My mother always said "If you don't laugh, you'll cry. Laughing's better." She did a lot of laughing during her 86 years. Elva Hasty Thompson was born in Marietta, Georgia in 1933, and she left us today.
While it makes me very sad to lose her, because I will miss her terribly, I am also rejoicing.
Mom is in heaven, I am sure. The macular degeneration, arthritis, and hearing loss that plagued her in recent years are gone now. She is whole and perfect, and with the Lord. I know this like I know the sun will rise in the East tomorrow.
Mom was born at the height of the Depression and times were tough. My grandfather [Bob Hasty, who had played major league baseball for 5 seasons] had to stop playing minor league baseball and get a regular job. He went to work coaching the baseball teams for companies like Atlanta Gas Light and Foremost Dairy.
They moved a lot.
Mom was whip smart and always did well in school, despite all the moving around. My mom could read a book and listen to the teacher at the same time, and recall everything the teacher said. One teacher tested that, accusing Mom of reading during class, and Mom repeated her lecture word for word -- that was in high school.
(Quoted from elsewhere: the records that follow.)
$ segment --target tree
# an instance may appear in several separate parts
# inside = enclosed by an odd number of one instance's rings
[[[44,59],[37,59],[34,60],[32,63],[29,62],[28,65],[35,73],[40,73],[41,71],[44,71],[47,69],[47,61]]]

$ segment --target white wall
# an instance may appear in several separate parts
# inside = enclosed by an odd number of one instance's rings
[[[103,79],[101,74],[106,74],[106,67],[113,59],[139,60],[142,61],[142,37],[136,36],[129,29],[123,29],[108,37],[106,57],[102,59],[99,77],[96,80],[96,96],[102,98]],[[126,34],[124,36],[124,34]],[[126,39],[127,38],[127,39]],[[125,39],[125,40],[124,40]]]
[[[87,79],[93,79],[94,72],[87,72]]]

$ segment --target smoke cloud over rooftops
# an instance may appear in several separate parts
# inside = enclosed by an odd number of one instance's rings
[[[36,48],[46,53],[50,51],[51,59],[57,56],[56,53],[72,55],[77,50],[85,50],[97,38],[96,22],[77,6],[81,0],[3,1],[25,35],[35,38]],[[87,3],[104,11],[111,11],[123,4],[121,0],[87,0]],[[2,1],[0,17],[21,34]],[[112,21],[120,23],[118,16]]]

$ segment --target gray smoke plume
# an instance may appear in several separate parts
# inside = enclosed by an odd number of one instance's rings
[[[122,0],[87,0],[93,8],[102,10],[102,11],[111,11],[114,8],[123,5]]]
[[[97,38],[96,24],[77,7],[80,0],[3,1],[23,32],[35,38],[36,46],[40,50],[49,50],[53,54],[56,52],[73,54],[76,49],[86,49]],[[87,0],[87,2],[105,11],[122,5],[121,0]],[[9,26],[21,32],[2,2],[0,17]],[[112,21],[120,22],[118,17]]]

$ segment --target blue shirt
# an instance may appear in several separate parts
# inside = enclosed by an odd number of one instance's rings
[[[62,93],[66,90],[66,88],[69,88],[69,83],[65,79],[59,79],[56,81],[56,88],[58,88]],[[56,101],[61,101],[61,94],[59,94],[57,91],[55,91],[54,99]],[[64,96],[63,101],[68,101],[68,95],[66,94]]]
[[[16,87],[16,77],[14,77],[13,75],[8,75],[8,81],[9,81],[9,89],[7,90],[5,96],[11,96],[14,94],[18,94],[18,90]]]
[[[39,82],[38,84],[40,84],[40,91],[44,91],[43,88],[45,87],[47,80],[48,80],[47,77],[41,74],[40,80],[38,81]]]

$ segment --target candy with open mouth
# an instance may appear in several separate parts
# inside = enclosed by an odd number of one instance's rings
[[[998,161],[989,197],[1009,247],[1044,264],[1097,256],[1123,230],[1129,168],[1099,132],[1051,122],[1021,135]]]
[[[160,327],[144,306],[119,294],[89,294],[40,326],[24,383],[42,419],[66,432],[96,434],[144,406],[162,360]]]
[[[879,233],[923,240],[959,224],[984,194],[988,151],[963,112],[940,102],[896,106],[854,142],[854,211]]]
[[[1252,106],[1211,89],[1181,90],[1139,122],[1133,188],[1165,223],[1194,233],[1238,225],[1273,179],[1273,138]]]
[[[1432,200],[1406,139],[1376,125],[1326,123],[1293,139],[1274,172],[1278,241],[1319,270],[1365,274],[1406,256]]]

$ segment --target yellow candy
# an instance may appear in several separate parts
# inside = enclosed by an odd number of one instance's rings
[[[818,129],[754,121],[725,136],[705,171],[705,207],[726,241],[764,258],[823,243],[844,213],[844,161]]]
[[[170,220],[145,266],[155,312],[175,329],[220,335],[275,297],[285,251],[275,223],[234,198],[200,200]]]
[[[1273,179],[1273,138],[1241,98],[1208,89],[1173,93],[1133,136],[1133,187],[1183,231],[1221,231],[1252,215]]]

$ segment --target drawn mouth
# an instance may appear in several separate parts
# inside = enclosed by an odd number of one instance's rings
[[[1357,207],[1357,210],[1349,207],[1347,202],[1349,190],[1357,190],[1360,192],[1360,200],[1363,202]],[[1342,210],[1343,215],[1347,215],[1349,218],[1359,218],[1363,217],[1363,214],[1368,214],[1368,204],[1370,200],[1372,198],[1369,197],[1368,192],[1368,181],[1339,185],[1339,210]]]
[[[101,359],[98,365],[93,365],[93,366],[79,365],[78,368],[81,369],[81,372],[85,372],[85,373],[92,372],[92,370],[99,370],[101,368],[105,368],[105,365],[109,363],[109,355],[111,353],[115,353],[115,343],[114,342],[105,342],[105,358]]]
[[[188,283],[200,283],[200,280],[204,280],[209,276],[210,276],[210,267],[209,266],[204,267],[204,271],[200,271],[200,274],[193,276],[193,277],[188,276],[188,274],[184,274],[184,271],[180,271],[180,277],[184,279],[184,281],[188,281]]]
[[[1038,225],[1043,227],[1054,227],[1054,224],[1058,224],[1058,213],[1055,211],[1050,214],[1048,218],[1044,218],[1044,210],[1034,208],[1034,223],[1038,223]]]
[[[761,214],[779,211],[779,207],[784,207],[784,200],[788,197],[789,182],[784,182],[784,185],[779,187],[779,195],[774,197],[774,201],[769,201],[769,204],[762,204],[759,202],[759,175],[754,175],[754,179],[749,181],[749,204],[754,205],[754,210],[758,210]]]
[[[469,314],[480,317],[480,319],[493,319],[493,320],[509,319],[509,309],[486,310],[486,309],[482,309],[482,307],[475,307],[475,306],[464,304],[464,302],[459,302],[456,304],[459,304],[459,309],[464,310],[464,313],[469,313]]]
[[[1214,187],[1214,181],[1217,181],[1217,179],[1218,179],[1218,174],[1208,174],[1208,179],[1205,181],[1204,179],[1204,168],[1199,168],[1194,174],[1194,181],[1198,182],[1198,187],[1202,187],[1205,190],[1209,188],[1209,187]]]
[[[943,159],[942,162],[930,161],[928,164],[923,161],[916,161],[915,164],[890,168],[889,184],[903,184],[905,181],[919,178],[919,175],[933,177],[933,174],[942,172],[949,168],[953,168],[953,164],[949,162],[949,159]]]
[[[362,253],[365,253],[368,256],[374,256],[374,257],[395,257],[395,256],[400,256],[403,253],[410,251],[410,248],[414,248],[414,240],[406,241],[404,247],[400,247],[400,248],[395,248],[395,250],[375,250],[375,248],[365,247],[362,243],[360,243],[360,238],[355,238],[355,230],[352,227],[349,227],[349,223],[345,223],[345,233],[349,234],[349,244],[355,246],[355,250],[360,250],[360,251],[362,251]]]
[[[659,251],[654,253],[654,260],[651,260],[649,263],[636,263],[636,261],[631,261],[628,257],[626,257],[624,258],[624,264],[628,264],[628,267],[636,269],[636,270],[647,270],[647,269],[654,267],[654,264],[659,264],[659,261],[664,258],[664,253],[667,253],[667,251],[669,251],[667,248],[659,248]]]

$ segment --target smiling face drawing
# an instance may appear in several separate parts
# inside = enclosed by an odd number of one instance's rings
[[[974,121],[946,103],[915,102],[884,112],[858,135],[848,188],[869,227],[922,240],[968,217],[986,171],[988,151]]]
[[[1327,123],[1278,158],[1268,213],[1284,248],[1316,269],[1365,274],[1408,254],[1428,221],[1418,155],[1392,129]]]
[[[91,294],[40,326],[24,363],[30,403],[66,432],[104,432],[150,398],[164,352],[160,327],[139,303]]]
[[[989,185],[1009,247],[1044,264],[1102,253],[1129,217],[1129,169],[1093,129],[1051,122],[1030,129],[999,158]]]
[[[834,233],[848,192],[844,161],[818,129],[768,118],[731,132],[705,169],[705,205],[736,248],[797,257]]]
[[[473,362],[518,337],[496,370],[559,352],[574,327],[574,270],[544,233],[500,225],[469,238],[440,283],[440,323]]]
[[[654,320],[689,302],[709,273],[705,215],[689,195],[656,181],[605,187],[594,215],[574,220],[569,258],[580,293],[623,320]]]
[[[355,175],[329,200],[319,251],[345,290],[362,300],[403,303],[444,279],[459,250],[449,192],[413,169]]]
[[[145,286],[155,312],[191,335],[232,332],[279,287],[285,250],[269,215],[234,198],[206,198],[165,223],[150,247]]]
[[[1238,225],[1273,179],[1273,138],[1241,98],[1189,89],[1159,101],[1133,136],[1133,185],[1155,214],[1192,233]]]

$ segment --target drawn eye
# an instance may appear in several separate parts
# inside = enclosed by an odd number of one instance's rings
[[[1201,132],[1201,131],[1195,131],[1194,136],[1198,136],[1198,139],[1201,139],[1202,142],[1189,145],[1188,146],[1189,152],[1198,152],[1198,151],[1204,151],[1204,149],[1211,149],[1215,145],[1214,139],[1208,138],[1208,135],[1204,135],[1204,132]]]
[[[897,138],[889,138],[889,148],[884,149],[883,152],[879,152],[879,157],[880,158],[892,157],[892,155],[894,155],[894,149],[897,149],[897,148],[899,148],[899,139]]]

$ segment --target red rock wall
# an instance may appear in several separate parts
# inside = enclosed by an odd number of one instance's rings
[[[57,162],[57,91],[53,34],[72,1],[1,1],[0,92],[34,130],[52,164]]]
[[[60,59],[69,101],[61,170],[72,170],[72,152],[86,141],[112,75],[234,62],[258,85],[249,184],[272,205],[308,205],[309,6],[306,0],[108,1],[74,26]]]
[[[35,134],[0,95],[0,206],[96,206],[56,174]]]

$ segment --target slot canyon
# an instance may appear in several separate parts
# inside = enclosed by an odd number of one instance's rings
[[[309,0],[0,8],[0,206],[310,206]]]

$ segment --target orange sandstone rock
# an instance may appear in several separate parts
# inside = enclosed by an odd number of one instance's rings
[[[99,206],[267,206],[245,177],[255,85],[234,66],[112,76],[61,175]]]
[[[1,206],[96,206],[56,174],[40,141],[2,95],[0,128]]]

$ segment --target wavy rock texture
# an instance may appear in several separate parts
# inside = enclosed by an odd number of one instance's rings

She kept reading in class but made top grades anyway.
After World War II the family came back to Atlanta. Mom was in 6th grade.They bought a beautiful old home on 9th Street and Mom rode her bicycle all over the area, and learned to swim at The Atlanta Women's Club.
Elva graduated from Grady High School in 1952. She went to the University of Georgia and got her BS in Education. She worked and got loans and completely paid her own way through college -- a really uphill battle but one that made her a strong person. She became a teacher. She made very little money but loved teaching and always told stories about those years and how much she loved her students.
In 1956 she met my dad, who was living and working in Atlanta, for one of his cousins. They married in February 1957, and moved to Augusta.
They lived in Augusta until 1970, and had two children, my older brother Bruce in 1959, and me in 1962.
Elva had a wonderful singing voice. She would sit at the piano and play and we would sing together from the time I was a baby. She played entirely by ear, and her arpeggios would have rivaled Liberace's. In her youth, she sang for weddings and special events around Atlanta, and did a USO tour and sang for the soldiers back from Korea. We rarely had a party when I was a kid that someone didn't say "Elva, sing for us."
"Smoke Gets in Your Eyes" was her signature song.
She was a soloist for the Men's Glee Club at the University of Georgia. She also soloed at First Baptist here in Atlanta, and sang at other local churches when they needed a soloist. Several times she sang in choruses for the Billy Graham crusades and she revered him.
When she married Dad and became a mom, she was all about being a mom. Even though it was a financial sacrifice, she stayed home with us so we would never come home to a cold empty house, as she had as a child. We came home to snacks and long chats with her.
Mom had a lot of hobbies. She knitted. She beaded sweaters. She did decoupage in the 70's. She loved to garden and grew amazing gardens. She loved to read and read voraciously, even after arthritis limited her to using a Kindle.
Mom was always an amazing storyteller. She had a fantastic sense of humor and could make just about anyone laugh. She had one date after Dad died, and the old man's tooth fell out during dinner -- a story she told with great amusement.
Mom became a widow in 1996 when my father passed away from cancer. She was only 61. She never wanted to marry anyone else, though. She laughed when Bruce and I suggested it. She stayed busy with her church and garden club, and took trips to the beach with friends.
When I adopted my daughter in 2004, Mom stepped in to be an amazing grandmother. She sold her house in Augusta and moved over here to help me, and what a blessing it was for all of us. When Michael came along a few years later she spent his first summer tutoring him and he thrived in school, skipping a grade after only one year. She always said it was her pleasure to tutor him because he was/is so smart. They had a special bond.
Mom was one of a kind. Smart, funny, always a fighter. She loved her friends and she had a lot of great ones. She loved her family and we all felt that love.
For the rest of my life I will hear her voice in my head. I will think of her when I smell a gardenia. I will remember all the great times we had together.
I will rejoice, because God gifted me with the best mama in the world.
There will never be another one like her. That's okay. She was my greatest source of love, my biggest champion, my best friend, and I am so grateful she was with me for so long.